Fears over impact on children as school leaders say tight budgets are forcing redundancies
PUBLISHED: 06:45 19 April 2018 | UPDATED: 09:36 19 April 2018
Stretched budgets are driving up the number of redundancies at schools, leaders say, sparking fears over the impact on children.
As pupil numbers grow, costs rise and support is cut, school leaders are doing more with less, stretching to make ends meet.
Unions have warned that support staff have disappeared in many schools, with cuts moving onto teachers and senior leaders – leading to fears over super-sized classrooms and a lack of support for children.
And they say, as teaching becomes more challenging, they are often in a “perverse” situation where redundancy is seen as a favourable way for experienced teachers to leave the field.
It comes as accounts of the region’s academy trusts, up to August last year, show that the majority have seen an increase in the amount spent on redundancy and severance payments.
At the Engage Multi-Academy Trust, which runs the Short Stay School for Norfolk and was last month issued with a government notice to improve its financial position, payments rose from £7,000 in 2016 to £280,000 last year.
And at the Inspiration Trust, behind 14 schools in Norfolk and Suffolk, the figure doubled from £193,422 in 2016 to £386,951.
Spokesman James Goffin said payments would always fluctuate, and that the trust regularly reviewed staffing to ensure “pupils get the best education possible and to reflect changing demand for different subjects”.
It was a similar picture elsewhere, including at the Wensum Trust, where payments went from £11,100 to £69,821.
Chief executive Gerard Batty said: “In some cases, it was the case that schools had too many staff members for the number of pupils and in these days, which are a bit tougher than they used to be, we had to make some difficult decisions. There was also an issue that some staff had not responded to the high expectations the trust has and so we parted company.”
At Wymondham High Academy-based ie Trust, restructuring costs rose from £30,478 to £97,697.
Russell Boulton, its chief executive, said with income decreasing it was important that academies functioned within their smaller budgets.
“To achieve this, sometimes staffing changes are necessary which may incur additional costs such as pension, pay protection or redundancy costs,” he said, adding that they resulted in savings down the line.
But it is not an issue avoided by local authority schools. In a survey with 75 headteachers around the county last May – including both academies and maintained schools – nine out of 10 said they were already being forced to cut staff, or would soon have to.
Scott Lyons, National Education Union (NEU) Norfolk spokesman, said: “The funding crisis is starting to kick in and county schools are under a lot of scrutiny. It’s difficult to know the scale, but support staff over the last three or four years have disappeared in many places.”
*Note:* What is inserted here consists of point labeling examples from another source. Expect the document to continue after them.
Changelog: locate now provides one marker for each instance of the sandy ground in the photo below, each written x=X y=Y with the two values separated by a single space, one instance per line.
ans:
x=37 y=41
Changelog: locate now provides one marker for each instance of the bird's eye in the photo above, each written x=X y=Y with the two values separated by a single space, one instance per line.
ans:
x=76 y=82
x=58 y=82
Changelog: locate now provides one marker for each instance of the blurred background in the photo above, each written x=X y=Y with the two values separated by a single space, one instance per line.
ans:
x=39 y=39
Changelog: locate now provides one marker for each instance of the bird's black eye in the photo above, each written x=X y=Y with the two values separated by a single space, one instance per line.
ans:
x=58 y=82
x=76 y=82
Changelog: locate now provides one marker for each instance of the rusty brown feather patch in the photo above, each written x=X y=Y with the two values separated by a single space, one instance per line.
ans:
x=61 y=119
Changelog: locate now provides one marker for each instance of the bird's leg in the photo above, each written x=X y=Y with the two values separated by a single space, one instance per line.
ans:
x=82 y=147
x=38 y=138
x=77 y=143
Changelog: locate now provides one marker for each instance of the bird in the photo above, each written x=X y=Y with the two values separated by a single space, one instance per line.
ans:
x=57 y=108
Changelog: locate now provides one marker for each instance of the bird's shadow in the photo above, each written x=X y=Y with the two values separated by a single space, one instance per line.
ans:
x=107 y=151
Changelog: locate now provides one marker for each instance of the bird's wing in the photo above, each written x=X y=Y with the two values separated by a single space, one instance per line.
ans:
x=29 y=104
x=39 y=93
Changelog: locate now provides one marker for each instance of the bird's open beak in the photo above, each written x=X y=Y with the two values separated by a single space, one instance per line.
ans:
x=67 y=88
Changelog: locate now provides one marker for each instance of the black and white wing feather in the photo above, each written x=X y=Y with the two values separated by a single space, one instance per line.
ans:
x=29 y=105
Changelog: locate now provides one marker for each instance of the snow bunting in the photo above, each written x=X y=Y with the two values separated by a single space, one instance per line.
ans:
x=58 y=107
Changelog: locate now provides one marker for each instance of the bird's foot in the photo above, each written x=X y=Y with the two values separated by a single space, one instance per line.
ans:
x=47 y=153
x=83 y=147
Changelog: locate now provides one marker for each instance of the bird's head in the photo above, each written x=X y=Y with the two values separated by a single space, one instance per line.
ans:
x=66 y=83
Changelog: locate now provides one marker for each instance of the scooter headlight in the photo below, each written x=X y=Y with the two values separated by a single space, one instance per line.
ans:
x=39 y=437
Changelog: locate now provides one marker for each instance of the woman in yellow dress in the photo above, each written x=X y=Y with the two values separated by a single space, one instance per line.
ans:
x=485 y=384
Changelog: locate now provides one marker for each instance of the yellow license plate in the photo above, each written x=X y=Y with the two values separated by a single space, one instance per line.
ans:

But he said redundancy dismissals were less common than in the past, with many staff opting to dip out of the career.
“You have plenty of staff taking redundancy because they are unhappy,” he said. “It’s a perverse situation for us because the expectation is that we will fight redundancies. We see a lot of women in their 50s particularly who hoped to stay until they were 60, early 60s, but said they need to go now.”
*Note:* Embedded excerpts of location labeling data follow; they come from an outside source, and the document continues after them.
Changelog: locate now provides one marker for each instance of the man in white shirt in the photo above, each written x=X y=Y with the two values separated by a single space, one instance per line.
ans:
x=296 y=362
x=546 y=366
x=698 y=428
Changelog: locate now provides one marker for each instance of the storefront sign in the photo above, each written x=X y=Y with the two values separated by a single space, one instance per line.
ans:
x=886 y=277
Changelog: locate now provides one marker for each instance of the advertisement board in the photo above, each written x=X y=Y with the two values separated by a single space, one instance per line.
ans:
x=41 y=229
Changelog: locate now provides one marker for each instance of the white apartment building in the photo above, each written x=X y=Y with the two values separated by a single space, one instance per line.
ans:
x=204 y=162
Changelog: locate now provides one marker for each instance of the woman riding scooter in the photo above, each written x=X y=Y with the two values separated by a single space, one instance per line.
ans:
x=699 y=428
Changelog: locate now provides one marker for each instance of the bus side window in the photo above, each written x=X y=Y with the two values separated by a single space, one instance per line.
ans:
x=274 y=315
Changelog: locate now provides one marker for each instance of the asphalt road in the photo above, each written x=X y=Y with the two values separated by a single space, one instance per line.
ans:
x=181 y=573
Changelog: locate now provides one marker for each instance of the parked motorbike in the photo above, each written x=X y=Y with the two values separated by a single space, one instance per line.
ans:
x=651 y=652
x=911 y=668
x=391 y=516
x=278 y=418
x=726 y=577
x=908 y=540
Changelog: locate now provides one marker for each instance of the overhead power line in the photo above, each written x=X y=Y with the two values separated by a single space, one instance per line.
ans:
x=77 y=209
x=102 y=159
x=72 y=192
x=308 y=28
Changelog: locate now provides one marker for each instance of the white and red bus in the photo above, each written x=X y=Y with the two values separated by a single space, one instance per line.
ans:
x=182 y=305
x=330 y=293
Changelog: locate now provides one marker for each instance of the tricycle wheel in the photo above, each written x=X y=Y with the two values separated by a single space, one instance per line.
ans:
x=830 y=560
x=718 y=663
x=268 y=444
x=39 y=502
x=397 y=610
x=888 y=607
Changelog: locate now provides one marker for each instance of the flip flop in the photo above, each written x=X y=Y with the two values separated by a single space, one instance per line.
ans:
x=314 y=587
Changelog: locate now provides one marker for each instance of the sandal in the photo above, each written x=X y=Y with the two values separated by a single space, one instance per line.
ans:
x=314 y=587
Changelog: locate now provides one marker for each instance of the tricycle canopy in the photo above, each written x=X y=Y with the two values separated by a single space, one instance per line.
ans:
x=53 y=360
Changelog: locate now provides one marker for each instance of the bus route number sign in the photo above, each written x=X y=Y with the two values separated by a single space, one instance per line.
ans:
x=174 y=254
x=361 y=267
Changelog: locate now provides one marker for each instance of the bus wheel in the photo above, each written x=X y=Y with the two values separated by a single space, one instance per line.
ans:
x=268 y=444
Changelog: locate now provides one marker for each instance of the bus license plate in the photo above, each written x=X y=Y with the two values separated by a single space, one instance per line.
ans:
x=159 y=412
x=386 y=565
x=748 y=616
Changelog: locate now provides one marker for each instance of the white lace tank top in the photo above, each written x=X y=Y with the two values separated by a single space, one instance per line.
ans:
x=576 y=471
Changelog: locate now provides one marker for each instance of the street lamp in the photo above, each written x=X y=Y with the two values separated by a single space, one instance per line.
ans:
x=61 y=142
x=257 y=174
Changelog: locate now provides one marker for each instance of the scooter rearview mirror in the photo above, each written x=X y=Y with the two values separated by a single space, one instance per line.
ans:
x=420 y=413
Jonathan Rice, a Norfolk headteacher and a chair on Educate Norfolk, which represents school leaders, said heads considered all options before restructuring staff – including department resources, energy costs, contracts and suppliers.
But he said those measures only provided so much in savings, and, with staff costs making up a large majority of budgets, there was only so much wiggle room.
“It comes to a point where you have to make some very hard decisions,” he said. “It looks like numbers on a page, but it’s absolutely not. You have to consider the impact on the individual and the relationships between pupils and staff and the impact that will have.
“As everything does, it comes down to what it means for children.”
He said the recent £5m cut to the special educational needs and disabilities (SEND) budgets for school clusters in Norfolk would be likely to hit schools hard over the coming months.
As with any story based on figures, there’s plenty we don’t know.
A handful of the trusts’ accounts explained that three or four severance payments made up their figures – and, of course, staff restructuring is always a complex picture.
Several trusts said a particularly high figure could be explained by expansion – taking on more schools and beginning initial restructuring processes.
All of the schools and trusts talked about similar themes: funding cuts and stretched budgets.
And, we all know, wage bills are a significant proportion of costs.
It is unavoidable that school leaders are working with smaller budgets than ever.
Despite claims that funding is higher than ever, rising costs and pupil numbers means that, in reality, schools are still coming up short.
What is perhaps more concerning is the acceptance of redundancies by staff - a disheartening reflection on an increasingly challenging field.